Cuando Jesusa llegó al rumbo, hace quince años, empezaban a construir las primeras chozas de bajareque de Estación Porvenir. Los trabajadores iban tendiendo los rieles que atravesarían el desierto de Sonora, y Jesusa les daba de beber y les hacía de comer. A la par que los hombres hizo adobe, fue por carrizo a la laguna seca y también construyó su choza. La levantó a un lado de la estación, desde donde podría ver la llegada de los trenes -quién bajaba, quién se iba- y vender sodas o bocadillos a los viajeros. Nunca perdía detalle de la maniobra de vaciar el agua caliente de la locomotora al aljibe, a lo que seguía surtir la máquina con agua fresca que ella misma bombeaba del pozo profundo.

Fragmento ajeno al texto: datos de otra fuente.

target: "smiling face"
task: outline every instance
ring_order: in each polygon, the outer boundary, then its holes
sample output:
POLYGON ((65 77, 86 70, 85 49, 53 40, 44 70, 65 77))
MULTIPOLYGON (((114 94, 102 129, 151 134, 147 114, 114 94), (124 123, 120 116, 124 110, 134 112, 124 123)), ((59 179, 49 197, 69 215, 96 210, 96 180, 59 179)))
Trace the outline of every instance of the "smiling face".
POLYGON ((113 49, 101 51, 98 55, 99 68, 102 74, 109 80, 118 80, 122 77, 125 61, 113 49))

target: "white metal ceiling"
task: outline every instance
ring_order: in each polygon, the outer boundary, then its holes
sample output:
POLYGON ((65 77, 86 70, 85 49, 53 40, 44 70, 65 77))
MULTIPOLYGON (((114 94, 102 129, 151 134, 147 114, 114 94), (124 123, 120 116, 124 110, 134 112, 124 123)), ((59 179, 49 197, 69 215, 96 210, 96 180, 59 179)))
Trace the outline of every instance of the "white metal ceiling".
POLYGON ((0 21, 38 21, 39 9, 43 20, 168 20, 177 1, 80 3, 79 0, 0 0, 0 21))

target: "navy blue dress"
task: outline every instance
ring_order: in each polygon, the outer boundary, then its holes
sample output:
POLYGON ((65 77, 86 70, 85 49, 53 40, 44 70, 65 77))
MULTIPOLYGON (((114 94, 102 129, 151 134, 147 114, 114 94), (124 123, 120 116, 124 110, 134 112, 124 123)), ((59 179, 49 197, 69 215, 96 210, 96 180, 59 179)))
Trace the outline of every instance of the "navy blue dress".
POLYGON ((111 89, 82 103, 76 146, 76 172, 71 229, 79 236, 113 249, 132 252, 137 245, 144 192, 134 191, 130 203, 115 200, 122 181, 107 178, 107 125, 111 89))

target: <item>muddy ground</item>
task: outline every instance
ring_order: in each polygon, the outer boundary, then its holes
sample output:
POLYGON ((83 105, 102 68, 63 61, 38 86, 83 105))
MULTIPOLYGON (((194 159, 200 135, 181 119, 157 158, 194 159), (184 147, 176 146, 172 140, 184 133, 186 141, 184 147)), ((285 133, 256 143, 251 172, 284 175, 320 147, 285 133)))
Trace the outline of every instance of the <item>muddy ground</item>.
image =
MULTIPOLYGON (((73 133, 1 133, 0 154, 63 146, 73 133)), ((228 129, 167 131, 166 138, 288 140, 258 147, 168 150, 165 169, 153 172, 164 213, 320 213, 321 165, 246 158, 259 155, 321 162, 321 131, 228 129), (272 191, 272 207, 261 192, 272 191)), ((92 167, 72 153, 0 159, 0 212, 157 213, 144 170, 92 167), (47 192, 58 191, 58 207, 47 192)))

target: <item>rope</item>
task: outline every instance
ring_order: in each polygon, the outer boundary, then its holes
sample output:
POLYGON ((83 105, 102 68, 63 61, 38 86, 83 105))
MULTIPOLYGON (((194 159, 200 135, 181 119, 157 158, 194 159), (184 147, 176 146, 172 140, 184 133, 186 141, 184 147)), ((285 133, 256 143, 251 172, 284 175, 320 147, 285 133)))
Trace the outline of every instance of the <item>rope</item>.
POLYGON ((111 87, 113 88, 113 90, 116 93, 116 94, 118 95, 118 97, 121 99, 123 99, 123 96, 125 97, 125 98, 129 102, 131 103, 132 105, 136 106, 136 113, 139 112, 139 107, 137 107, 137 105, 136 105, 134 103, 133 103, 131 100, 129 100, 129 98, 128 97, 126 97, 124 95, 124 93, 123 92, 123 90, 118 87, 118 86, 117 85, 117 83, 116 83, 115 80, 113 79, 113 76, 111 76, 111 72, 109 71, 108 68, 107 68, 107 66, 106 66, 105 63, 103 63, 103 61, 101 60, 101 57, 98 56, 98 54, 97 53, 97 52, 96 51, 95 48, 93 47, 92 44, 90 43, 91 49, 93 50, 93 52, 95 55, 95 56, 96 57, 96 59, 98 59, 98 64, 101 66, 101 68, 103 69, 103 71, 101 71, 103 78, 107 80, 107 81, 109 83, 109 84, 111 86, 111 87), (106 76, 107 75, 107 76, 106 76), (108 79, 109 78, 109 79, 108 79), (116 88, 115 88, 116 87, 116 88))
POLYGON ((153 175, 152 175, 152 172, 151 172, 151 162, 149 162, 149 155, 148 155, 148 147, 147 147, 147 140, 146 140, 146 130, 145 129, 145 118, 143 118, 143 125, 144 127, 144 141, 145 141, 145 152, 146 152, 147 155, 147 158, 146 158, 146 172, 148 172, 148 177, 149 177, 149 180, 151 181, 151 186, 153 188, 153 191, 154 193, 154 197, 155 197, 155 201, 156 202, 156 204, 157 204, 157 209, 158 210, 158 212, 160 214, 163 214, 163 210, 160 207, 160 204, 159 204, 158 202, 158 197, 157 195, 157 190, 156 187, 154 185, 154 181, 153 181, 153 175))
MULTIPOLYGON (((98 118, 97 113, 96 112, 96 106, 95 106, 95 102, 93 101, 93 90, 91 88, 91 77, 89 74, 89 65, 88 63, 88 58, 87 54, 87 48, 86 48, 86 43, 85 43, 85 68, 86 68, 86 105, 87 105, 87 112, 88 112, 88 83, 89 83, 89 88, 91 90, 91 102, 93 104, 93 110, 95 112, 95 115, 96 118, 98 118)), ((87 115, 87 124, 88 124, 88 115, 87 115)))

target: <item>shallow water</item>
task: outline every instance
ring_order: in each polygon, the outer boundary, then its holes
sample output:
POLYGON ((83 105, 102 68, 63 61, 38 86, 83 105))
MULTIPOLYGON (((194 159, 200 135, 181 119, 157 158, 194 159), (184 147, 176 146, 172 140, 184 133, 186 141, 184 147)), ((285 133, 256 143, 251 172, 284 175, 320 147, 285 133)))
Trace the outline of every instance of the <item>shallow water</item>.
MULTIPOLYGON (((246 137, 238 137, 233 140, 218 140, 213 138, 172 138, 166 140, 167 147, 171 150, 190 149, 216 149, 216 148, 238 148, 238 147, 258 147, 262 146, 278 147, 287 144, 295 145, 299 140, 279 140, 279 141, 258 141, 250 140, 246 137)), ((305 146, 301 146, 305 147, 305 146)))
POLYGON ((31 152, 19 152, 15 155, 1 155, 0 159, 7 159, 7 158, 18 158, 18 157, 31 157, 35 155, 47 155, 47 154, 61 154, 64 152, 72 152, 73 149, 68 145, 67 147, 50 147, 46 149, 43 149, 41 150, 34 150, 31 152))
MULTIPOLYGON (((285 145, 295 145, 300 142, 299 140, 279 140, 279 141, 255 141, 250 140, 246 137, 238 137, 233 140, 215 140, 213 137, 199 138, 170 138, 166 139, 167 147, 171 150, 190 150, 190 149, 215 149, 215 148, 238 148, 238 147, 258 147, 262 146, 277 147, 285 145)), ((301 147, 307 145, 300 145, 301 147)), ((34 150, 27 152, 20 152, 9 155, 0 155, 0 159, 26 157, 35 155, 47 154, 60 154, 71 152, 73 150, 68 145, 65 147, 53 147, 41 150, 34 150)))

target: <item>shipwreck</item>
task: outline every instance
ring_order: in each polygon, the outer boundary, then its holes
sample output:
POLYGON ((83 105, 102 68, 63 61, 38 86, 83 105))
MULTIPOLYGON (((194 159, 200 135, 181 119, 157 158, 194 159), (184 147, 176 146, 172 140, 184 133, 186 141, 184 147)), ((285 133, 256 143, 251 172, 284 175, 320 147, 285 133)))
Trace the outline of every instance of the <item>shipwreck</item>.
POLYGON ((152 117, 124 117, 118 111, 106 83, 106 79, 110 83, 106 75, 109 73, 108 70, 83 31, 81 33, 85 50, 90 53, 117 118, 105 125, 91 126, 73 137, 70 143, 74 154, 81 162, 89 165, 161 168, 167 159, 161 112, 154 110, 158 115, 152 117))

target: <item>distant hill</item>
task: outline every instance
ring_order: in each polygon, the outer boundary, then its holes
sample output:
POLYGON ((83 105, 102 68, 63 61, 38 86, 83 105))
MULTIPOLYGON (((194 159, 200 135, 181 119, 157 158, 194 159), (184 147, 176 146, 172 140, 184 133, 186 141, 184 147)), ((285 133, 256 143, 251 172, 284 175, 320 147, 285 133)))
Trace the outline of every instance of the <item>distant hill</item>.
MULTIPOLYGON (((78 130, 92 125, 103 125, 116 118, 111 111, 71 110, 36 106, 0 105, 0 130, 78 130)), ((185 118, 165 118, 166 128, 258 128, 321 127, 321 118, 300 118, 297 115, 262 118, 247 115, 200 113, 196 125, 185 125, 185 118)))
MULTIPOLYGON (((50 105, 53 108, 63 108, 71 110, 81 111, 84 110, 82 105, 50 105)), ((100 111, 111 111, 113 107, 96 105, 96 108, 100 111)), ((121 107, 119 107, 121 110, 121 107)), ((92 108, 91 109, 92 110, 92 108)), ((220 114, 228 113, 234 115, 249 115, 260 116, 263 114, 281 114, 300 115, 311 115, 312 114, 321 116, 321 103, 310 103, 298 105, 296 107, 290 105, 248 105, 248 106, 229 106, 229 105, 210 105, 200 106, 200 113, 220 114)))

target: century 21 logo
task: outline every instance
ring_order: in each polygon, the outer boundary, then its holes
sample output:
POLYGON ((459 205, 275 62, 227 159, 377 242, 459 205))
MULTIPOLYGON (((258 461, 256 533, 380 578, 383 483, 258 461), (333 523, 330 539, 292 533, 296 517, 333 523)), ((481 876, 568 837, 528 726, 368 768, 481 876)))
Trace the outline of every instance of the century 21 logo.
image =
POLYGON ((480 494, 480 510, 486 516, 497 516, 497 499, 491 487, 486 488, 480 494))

Desde la estación Jesusa percibía la vida del caserío -su pueblo- como quien cuida al hijo a través de lo que le entra y le sale. Chaparra, pero eso sí bien mandona y de una reciedumbre de macho, con los años se ha ido posesionando del papel de mamá grande de la comunidad. Huyendo de otras vidas, había llegado a Estación Porvenir cuando estaba en sus cuarenta. Todo el santo día iba, venía, se trepaba al tren con destino a Santa Ana o Mexicali, saludaba a viajeros conocidos, y contaba de cuando aquello todavía era desierto y de cuando entró el primer tren, toquitoque la campana.

Pero ahora Jesusa está callada. Acurrucada entre los bultos con sus pertenencias, recorre con lentitud el pueblo una y otra vez con un mirar cansado y seco. Su mente vaga por los recuerdos de cómo aquello fue creciendo: una casita por acá, una choza por allá. El tendajón, la nevería. La capilla. Luego la escuela. El ferrocarril iba trayendo más y más gente y había espacio para todos. Mucho espacio para todo el mundo.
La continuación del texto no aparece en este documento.